3. Avoid caffeine in the evening
Coffee, tea, and some sodas will keep you awake. Your body doesn’t need caffeine past the mid-afternoon hours.
4. Establish a bedtime routine for that quality deep sleep
This prepares your body and your mind for bed. Brushing your teeth. Putting on your jammies. Setting the alarm. Turning off your phone.
Be consistent. These nightly cues allow you to look forward to bedtime and help you get sleepy.
5. Clean your body with a nice bath or shower
You can rinse away the dirt and debris of the day. Consciously let the accumulated energy wash away too.
6. Your proper sleep environment is essential as well
Keep your bedroom primarily for sleeping.
It’s worth it to pay attention to the atmosphere of the room. Experts say cooler temperatures induce a deeper sleep.
As for lighting, the darker the better is the suggestion for restful sleep.

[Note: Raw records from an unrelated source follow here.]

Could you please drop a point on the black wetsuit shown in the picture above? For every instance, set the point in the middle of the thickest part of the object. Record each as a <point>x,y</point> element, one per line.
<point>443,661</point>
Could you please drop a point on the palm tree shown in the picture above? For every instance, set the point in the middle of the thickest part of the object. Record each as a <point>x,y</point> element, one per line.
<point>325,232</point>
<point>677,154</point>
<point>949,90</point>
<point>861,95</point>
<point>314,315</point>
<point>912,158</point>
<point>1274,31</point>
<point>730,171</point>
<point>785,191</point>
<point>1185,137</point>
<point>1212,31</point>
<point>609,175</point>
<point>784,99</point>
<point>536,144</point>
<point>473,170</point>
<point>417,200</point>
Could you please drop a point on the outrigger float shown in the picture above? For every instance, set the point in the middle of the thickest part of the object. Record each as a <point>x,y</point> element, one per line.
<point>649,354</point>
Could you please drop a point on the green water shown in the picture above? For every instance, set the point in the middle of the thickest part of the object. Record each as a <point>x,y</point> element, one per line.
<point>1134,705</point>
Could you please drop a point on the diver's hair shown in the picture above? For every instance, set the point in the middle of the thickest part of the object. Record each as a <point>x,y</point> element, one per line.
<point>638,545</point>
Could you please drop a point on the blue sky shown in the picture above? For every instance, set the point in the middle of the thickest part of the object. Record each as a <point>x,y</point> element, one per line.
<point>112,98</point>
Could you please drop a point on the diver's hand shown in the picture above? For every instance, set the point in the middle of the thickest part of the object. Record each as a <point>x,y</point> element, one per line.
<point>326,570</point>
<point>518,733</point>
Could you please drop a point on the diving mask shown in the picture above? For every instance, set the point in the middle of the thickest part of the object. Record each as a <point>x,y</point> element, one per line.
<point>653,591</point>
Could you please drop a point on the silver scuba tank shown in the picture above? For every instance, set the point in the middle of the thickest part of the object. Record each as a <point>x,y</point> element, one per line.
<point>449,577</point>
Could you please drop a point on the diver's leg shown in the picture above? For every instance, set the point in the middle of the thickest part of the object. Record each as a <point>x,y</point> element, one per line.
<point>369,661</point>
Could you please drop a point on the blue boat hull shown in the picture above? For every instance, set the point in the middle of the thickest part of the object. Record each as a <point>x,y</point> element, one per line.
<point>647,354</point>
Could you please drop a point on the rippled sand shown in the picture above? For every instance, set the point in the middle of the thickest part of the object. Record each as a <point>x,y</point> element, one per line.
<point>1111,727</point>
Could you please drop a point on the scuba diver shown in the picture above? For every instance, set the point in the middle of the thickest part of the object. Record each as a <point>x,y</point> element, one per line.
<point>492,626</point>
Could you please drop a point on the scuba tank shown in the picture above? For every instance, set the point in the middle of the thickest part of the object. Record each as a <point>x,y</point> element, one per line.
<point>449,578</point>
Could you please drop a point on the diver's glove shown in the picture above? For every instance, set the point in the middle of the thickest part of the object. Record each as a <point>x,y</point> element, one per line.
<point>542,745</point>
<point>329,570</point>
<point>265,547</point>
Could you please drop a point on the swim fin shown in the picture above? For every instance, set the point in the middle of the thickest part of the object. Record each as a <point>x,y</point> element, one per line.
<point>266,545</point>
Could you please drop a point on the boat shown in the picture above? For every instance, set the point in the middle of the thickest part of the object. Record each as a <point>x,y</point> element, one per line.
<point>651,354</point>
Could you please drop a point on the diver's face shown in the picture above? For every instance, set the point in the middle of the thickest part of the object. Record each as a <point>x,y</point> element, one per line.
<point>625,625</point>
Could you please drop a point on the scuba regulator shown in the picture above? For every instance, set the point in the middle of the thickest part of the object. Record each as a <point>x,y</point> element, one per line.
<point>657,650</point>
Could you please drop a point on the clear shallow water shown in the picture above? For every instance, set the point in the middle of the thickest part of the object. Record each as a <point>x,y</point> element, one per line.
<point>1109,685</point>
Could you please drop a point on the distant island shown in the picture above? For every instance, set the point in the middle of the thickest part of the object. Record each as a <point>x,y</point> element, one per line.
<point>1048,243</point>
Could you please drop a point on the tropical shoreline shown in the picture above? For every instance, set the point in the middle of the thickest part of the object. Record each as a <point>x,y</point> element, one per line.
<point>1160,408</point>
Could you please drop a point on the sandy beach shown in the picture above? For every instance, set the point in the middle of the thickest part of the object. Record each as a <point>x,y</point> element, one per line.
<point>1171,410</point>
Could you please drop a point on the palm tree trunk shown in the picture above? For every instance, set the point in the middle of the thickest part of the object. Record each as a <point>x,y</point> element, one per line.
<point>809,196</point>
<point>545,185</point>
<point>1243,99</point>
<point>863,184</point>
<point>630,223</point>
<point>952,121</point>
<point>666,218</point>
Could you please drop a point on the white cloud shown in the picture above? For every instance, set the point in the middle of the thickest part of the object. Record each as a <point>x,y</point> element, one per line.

The quality of your bed is another important factor. Get the best mattress you can afford.
And take the TV out of the bedroom!
7. Journal your day and release your worries
An active mind can keep us up half the night. But when we write our thoughts down in a journal, we can just let our worries go.
You may even find yourself yawning as your write your last sentence of the night.
8. Exercise promotes a healthy body that in turn increases the quality of sleep
But not too late in the evening. A little experimentation will let you exercise early enough so that you’ll be tired in a natural, soothing way when bedtime rolls around.
So exercise and sleep really go together.
9. Watch when you eat and what you eat
Food can perk you up, which is a good thing. But not when you’re trying to go to sleep.
One tip that I have found for a late night snack is banana tea.
Bananas have B6, which helps make serotonin.
Serotonin promotes sleep by readying the mind and body for sleep. It helps calm us and slow down the excitatory responses in our brain.
You can make a banana tea by boiling an organic banana for a few minutes until soft and then removing the peel, which turns brown in the process.
10. Perhaps the hardest of them all is this last rule, er, suggestion
Turn off your electronics when you’re ready to say good night. Research has shown that smart phones, laptops, and other electronics interrupt sleep.
And you’ve already moved the TV out of your bedroom, so you’re ready for dreamland.
So, we all know that sleep is essential.
Research shows that the less sleep we get, the more our bodies age.
Quality deep sleep may be the true Fountain of Youth.
I think it’s worth a little effort to get a good night’s sleep and wake up ready to take on the world! You deserve it.